Pilkada dan Aroma Vote Money
Oleh: Endang Pribadi
Wartawan Harian Rakyat Sumbar
Komoditi yang sangat menjanjikan jelang Pilkada 2024 adalah suara rakyat. Komoditi ini dengan sendiri menciptakan market tersendiri dalam hal jual beli suara rakyat (vote money) saat Pilkada 2024.
Walau membahayakan sistem politik, yang berdampak memicu meningkatnya apatisme publik terhadap pemilihan, serta dilarang undang – undang. Faktanya, jual beli suara rakyat telah menjadi sesuatu yang sangat normatif di kala pemilu menjelang.
Alhasil, pendekatan agama yang di dengung-dengungkan untuk menutup peluang vote money menjadi kabur. Apalagi, di saat masyarakat di hadapi oleh dilema ekonomi yang tak berkesudahan dalam menutupi kebutuhan harian hidup.
Kemiskinan dan ditunjang lemahnya pengawasan menyebabkan terbukanya peluang vote buying di masyarakat.

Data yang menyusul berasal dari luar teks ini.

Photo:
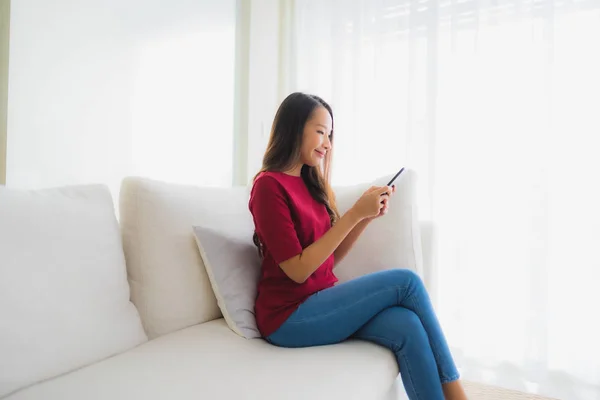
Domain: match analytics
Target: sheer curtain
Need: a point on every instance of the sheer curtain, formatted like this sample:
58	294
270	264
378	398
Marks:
495	104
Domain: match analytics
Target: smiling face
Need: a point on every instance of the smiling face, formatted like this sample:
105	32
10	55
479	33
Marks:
316	139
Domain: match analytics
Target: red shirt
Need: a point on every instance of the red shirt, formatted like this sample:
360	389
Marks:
287	220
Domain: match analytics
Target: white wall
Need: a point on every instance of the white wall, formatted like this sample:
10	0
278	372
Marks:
103	89
4	31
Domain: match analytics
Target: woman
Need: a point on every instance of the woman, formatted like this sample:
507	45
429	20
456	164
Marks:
301	237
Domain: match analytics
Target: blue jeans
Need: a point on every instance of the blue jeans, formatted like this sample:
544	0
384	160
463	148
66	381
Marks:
390	308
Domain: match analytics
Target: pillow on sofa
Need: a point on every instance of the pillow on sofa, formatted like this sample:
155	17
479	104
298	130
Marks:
233	267
64	297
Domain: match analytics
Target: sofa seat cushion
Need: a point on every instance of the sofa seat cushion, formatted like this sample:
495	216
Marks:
209	361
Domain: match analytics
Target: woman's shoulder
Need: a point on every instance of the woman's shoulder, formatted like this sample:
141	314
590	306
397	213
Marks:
276	180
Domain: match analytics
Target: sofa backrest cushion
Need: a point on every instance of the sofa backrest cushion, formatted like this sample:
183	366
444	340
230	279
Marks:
168	280
64	297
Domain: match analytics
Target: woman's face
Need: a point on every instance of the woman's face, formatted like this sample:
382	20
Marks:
316	140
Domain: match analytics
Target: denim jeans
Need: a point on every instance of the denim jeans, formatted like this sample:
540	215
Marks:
390	308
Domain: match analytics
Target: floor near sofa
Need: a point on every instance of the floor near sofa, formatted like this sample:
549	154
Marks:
477	391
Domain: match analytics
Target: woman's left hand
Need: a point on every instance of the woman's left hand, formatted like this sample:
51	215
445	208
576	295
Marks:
384	209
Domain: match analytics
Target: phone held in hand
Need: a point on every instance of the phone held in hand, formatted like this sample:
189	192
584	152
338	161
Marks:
393	179
395	176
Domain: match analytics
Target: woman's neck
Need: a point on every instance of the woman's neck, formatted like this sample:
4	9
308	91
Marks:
296	171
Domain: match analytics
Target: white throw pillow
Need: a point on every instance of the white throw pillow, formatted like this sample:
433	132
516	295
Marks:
233	267
391	241
64	297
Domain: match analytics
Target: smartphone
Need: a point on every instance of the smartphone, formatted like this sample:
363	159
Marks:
395	176
393	179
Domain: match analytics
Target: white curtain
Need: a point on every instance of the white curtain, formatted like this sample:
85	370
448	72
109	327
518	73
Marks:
496	105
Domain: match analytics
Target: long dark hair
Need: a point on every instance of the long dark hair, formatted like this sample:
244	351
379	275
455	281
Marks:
283	150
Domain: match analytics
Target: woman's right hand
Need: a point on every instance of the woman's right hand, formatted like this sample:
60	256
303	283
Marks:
372	201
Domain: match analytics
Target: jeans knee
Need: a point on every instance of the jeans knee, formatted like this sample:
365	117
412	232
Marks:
406	326
402	277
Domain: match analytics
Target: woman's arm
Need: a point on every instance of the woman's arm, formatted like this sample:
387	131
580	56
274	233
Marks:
349	241
273	220
300	267
353	236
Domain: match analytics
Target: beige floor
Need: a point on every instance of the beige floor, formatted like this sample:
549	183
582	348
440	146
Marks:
477	391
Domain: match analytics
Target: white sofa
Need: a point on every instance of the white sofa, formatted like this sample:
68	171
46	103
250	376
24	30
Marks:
185	349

Imbasnya, vote money masih menjadi pengharapan bagi masyarakat jelang pilkada 2024. Apalagi pada saat ini, masyarakat tidak dapat memahami aturan pengawasan yang telah dilakukan untuk mencegah praktik vote buying.
Vote money dimanfaatkan paslon untuk mengurangi peluang golput saat pilkada berlangsung. Apalagi saat ini, terjadinya resesi politik di tengah masyarakat yang di sebabkan aktivasi prilaku politisi dan partai pengusung yang sangat buruk di mata masyarakat.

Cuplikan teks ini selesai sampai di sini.